Não somos movidos pela ideia de ter sucesso, e não é que não o queiramos ter ou que o evitemos propositadamente. Só não é a motivação principal. E na verdade não faço ideia o que é que começou por atrair as pessoas à nossa música. Nós só queríamos gravar discos, e a ideia de mostrá-los fora das nossas caves [risos], eventualmente apresentá-los num pequeno clubezinho, era o mais que nos tinha passado pela cabeça. Creio que sempre quisemos andar para a frente em vez de ficar no mesmo sítio.
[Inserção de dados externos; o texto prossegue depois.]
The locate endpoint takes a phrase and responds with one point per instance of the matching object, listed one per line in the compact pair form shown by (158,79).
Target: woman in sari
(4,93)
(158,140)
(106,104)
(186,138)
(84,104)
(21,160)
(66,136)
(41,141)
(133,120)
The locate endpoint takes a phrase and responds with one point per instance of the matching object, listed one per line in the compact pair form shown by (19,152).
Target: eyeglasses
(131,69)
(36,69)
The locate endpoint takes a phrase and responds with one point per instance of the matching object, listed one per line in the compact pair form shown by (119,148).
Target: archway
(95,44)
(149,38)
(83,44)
Perguntei-me muitas vezes se as pessoas continuariam interessadas na nossa ideia seguinte, mas por outro lado sinto que existe uma progressão lógica. A música que fazemos hoje não é a mesma que fazíamos há dez anos, que por sua vez não é a mesma que fazíamos há quinze. É assim que as vidas das pessoas são, e penso que isso faz a música reflectir melhor o que a banda é, o modo como as nossas vidas enquanto músicos foram mudando.
Os vossos fãs também já estão habituados a essa mudança constante.
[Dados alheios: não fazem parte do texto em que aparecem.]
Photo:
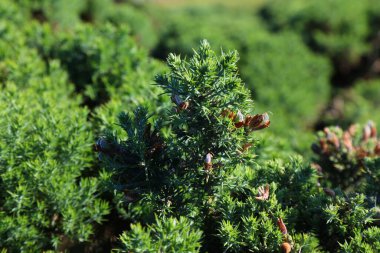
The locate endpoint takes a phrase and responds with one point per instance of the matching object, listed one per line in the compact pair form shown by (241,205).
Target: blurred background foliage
(75,65)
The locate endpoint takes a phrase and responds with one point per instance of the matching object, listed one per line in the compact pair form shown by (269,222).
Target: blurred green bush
(342,30)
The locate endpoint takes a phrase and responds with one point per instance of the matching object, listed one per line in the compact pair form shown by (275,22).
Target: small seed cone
(286,247)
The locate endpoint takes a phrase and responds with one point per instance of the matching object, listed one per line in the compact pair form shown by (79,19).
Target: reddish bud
(377,149)
(282,226)
(239,120)
(329,192)
(333,139)
(181,105)
(367,131)
(246,147)
(263,193)
(324,146)
(352,130)
(208,161)
(373,129)
(259,121)
(347,141)
(286,247)
(317,167)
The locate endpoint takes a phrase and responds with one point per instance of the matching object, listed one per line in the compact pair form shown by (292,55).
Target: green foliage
(172,176)
(166,235)
(182,29)
(341,154)
(55,11)
(102,61)
(356,104)
(44,151)
(346,218)
(366,241)
(295,71)
(341,35)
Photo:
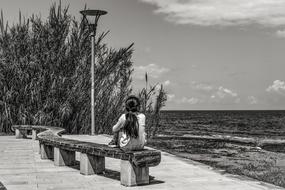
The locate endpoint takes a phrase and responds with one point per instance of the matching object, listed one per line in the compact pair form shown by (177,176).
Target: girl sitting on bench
(129,131)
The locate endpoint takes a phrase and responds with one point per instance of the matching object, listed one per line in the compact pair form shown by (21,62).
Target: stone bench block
(63,157)
(20,134)
(46,151)
(132,175)
(90,164)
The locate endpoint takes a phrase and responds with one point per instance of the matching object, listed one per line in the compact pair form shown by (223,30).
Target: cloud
(214,93)
(191,100)
(170,97)
(252,100)
(202,86)
(222,92)
(280,33)
(153,70)
(269,13)
(278,86)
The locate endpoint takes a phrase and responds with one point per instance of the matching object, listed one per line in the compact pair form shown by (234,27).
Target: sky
(208,54)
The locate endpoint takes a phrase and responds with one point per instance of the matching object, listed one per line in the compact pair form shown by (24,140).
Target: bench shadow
(115,175)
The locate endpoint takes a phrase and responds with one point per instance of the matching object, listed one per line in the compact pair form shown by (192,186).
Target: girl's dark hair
(131,126)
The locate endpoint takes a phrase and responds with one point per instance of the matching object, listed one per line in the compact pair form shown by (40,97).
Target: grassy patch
(235,159)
Depois de Nixon, que ainda é o nosso álbum de referência para muita gente, fizemos coisas muito diferentes e continuámos a fazê-las [risos]... Estou muito entusiasmado com a música nova em que estamos a trabalhar agora. Libertou-me para outras maneiras de ver as coisas. Não é que tenha alguma coisa contra os artistas que continuam a refinar aquilo que sempre fizeram, porque não tenho. Eu é que não sou esse tipo de artista.
A sua formação é em artes plásticas e tem também carreira como pintor. Os Lambchop existem desde 1986, e só agora é que aceitaram uma encomenda para ilustrar um filme...
Não lhe sei dizer porquê, na verdade. Penso que a ligação entre o que faço enquanto pintor e enquanto músico é apenas ser um artista. A arte é para mim uma actividade intelectual: consiste em fazer perguntas, em ter consciência do que se está a perguntar. É uma coisa tão cerebral como física, não é apenas algo que se pendura na parede, e isso talvez não seja tão evidente a alguém de fora. Mas é verdade que quando a oportunidade de trabalhar com o Bill [Morrison] surgiu, tudo aconteceu quase sem esforço, o que foi muito estranho. Já estávamos a trabalhar em algo que nunca tínhamos feito, pensando na música como uma suite instrumental. Estávamos todos a olhar uns para os outros, a perguntar-nos o que estávamos a fazer, depois chegaram as imagens e de repente tudo pareceu fazer sentido. Até pensámos “isto não pode ser assim tão fácil” [risos].
A electrónica tem um papel importante na vossa música para o filme de Morrison, mas em Setembro vai lançar um álbum de música electrónica que gravou com dois outros membros do grupo, sob a designação HeCTA. Onde é que reside a fronteira com os Lambchop?
Os HeCTA são essencialmente uma experiência em termos de música electrónica, que é aquilo que o Ryan [Norris, teclista] e o Scott [Martin, baterista] fazem mais fora do grupo. Quis ver o que poderíamos fazer juntos, e tentar aprender sobre a electrónica. Não soa nada a Lambchop, e por isso não queríamos ter essa definição em cima. Os HeCTA são um modo de aprender, de ver o que no futuro será eventualmente possível transportar para os Lambchop. Uma espécie de ponte para o que há-de vir. O problema é que começámos a trabalhar nesse álbum há três anos e só agora é que sai, numa altura em que estamos a fazer esta digressão e quando acabámos de gravar as bases de um novo disco dos Lambchop, que vai ser muito diferente de Mr. M sem verdadeiramente o ser... Vejo esse projecto outro passo em frente, outro modo de tentar pegar em novas ferramentas e aprender novos modos de escrever música.